Pirates win after review overturns walk-off
Tigers manager Gardenhire ejected after arguing call in eventual loss to Bucs
DETROIT -- Friday's 13-inning Opening Day marathon between the Tigers and Pirates nearly ended in the 10th. The celebration surrounding JaCoby Jones after his two-out single brought home Nicholas Castellanos suggested it was over. All that had to be done was a replay review to check if Castellanos beat the tag at the plate as originally ruled.
"We all thought it was a courtesy review," Castellanos said.
Pirates catcher Francisco Cervelli, who had the tag at the plate, felt he got him, but he wasn't sure they'd get the call in that situation.
"You've got to do it, no matter what," Cervelli said. "It's your last out, so you have to do it. And the play was close, no doubt about it."
The eventual reversal, calling Castellanos out, sent the game further into extra innings before the Pirates prevailed thanks to Gregory Polanco's three-run homer, 13-10, in 13 innings. The reaction resulted in Ron Gardenhire's first ejection as Tigers manager in his first game on the job.
"He was very upset," said bench coach Steve Liddle, who filled in for Gardenhire as manager the final few innings, in his postgame news conference.
The play in question came in a 10-10 game in the 10th inning. Jones, who homered in his first career Opening Day last year in Chicago, entered the game in the seventh inning as a pinch-runner for Victor Martinez. He stepped to the plate with two outs in the 10th after Castellanos beat out a potential double-play grounder at first base.
Castellanos advanced to second on a Josh Smoker wild pitch, then charged around third as Jones' line drive dropped into shallow left field. Left fielder Corey Dickerson threw to the left of the plate, leaving Cervelli to try a swipe tag as Castellanos slid by.
"I had two choices: Stay there and let the ball go to the bag, or go get it and jump and try to tag him," Cervelli said.
Plate umpire Tony Randazzo, who moved behind home plate earlier in the game for an injured Mike Everitt, ruled Castellanos safe, sending the Tigers spilling out of the dugout to pile on Jones around second base. As expected on such a close play, a replay official was going to take a look to make sure.
An initial replay on the Comerica Park scoreboard left the Tigers feeling confident the safe call would stand.
"Everybody stayed out there and did what we were supposed to do," Liddle said, "and then after they showed it on the board several times, the Pirates walked off the field. Because you could not tell from the angles that were provided."

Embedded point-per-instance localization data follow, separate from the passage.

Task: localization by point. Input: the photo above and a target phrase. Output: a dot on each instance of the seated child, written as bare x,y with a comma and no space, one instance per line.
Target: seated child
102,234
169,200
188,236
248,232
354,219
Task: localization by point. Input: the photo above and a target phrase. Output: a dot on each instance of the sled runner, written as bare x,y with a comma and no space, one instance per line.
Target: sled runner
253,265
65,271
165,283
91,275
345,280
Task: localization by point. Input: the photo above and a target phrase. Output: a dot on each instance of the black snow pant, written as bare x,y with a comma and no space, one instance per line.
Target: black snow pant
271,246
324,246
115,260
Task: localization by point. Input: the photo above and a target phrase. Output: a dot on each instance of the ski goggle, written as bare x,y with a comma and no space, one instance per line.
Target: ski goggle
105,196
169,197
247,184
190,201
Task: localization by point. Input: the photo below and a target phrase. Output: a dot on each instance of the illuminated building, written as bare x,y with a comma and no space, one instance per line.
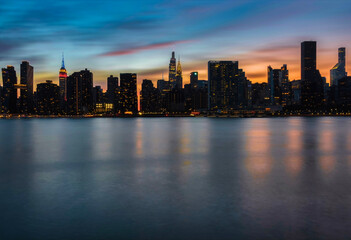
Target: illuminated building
172,72
227,86
112,90
149,97
48,98
80,92
63,81
194,78
311,81
26,100
338,71
279,87
179,76
9,95
128,101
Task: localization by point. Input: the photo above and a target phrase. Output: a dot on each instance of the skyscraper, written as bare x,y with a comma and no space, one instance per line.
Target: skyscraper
26,103
278,83
128,101
338,71
172,72
179,76
9,79
48,98
63,81
311,81
194,78
227,86
80,92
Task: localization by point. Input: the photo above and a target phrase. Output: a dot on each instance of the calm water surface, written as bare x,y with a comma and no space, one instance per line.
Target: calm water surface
175,178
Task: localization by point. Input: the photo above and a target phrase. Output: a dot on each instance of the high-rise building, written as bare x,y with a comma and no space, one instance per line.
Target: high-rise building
278,83
338,71
112,89
26,100
227,86
172,72
63,81
179,76
194,78
149,97
9,95
311,81
80,92
128,101
48,98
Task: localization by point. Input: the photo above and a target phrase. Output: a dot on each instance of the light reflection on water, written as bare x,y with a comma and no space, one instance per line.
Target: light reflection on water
175,178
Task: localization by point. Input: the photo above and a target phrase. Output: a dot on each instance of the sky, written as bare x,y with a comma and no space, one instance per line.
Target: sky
114,36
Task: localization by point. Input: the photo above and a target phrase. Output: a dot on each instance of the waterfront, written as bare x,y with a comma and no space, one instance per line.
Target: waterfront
175,178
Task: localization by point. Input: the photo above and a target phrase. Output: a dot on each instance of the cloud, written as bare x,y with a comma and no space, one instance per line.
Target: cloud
133,50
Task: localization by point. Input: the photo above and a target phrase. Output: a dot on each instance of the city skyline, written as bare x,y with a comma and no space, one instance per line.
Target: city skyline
256,34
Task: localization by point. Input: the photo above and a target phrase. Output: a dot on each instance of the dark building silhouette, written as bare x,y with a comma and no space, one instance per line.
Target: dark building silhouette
311,81
149,97
128,102
9,96
172,72
344,93
26,86
227,86
48,98
80,92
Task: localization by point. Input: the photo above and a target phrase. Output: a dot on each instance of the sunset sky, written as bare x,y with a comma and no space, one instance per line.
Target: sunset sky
110,37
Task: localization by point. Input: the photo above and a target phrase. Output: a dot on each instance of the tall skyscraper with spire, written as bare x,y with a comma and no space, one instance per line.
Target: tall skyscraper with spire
63,80
172,72
179,75
338,71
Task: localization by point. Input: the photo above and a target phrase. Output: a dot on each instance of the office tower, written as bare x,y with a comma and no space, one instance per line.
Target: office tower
227,86
194,78
344,94
163,88
311,80
128,102
112,89
179,76
296,92
63,81
9,79
172,72
149,97
274,86
338,71
26,100
285,86
80,92
48,98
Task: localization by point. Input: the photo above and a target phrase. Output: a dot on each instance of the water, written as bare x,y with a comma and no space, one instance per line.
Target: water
175,178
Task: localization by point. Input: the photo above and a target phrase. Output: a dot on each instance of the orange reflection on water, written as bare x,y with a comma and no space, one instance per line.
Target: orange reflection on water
327,141
139,144
293,160
327,163
258,144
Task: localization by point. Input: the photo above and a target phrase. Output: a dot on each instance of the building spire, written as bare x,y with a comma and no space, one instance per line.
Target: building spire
63,61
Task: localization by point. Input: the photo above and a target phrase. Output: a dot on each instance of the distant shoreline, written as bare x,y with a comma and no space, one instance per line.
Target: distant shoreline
272,115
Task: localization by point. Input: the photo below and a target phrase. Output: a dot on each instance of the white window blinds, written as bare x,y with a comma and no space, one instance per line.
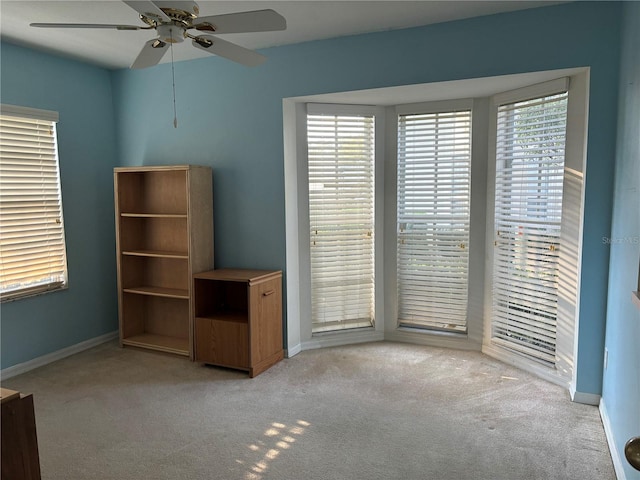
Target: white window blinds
341,216
528,209
434,175
32,246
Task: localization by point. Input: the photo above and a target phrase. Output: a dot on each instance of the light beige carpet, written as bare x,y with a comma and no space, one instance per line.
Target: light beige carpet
372,411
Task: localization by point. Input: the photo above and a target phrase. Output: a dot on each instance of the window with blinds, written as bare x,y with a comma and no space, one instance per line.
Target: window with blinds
433,205
32,245
341,216
530,151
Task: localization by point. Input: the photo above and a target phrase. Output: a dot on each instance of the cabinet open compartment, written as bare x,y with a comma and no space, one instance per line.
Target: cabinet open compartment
220,300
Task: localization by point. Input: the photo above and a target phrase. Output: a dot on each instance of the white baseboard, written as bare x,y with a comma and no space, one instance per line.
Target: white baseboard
582,397
343,338
290,352
615,454
57,355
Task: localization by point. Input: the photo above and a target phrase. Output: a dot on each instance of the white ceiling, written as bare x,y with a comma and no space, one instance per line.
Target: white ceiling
306,20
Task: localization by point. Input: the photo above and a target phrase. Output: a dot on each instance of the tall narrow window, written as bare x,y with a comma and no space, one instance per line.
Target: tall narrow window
434,175
530,152
32,245
341,215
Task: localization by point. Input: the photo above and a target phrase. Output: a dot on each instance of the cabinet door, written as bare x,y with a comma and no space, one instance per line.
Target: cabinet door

Said Cervelli: "It's tough, because they were celebrating. When you see safe, we'd do the same thing. It's normal."
Major League Baseball's review process in New York, however, includes several different angles, not all of which are shown on the television broadcast. As the review stretched beyond the usual couple of minutes, Liddle wondered what they were seeing.
"The longer it went on," Liddle said, "I told [hitting coach] Lloyd [McClendon], 'That's not good.'"
Said Castellanos: "I didn't feel a tag. I didn't think at any point that I was out. But I don't have super slo-mo cam and all the stuff that they have in New York in their bat cave making all these calls. If there was that one camera that I guess saw him nick my sleeve, so be it."
Cervelli insisted he tagged him.
"I tagged him somewhere," Cervelli said, "and then he didn't touch home plate with the front foot. He did it with the other one. That was the thing. I don't know if they saw something different."
After a three-minute, 41-second review, the replay official definitively determined that Cervelli tagged Castellanos before he could touch the plate. The call was overturned, sending the Tigers back out for the 11th and sending Gardenhire into a fit.
Gardenhire was quickly ejected, the 74th ejection of his Major League managerial career and his first since Aug. 18, 2014, his final season as Twins manager.
"The rule says clear and convincing evidence," Liddle said. "And when I called immediately to our video guy, he said, 'Steve, there's no clear-cut reason why [it should be overturned].'"
Pirates manager Clint Hurdle has had enough similar situations to predict what will happen.
"We've all been through it enough," Hurdle said. "There's no reason to think you've got it figured out. As these things continue to play out with the replays, we'll get news from our guy and think we've got a pretty good feel for it. Then something else is called in New York. You just wait it out and see. We thought we had a shot, thought we had a legitimate shot at getting the play our way, because we made a good enough throw and a good enough tag to get him before he touched the plate."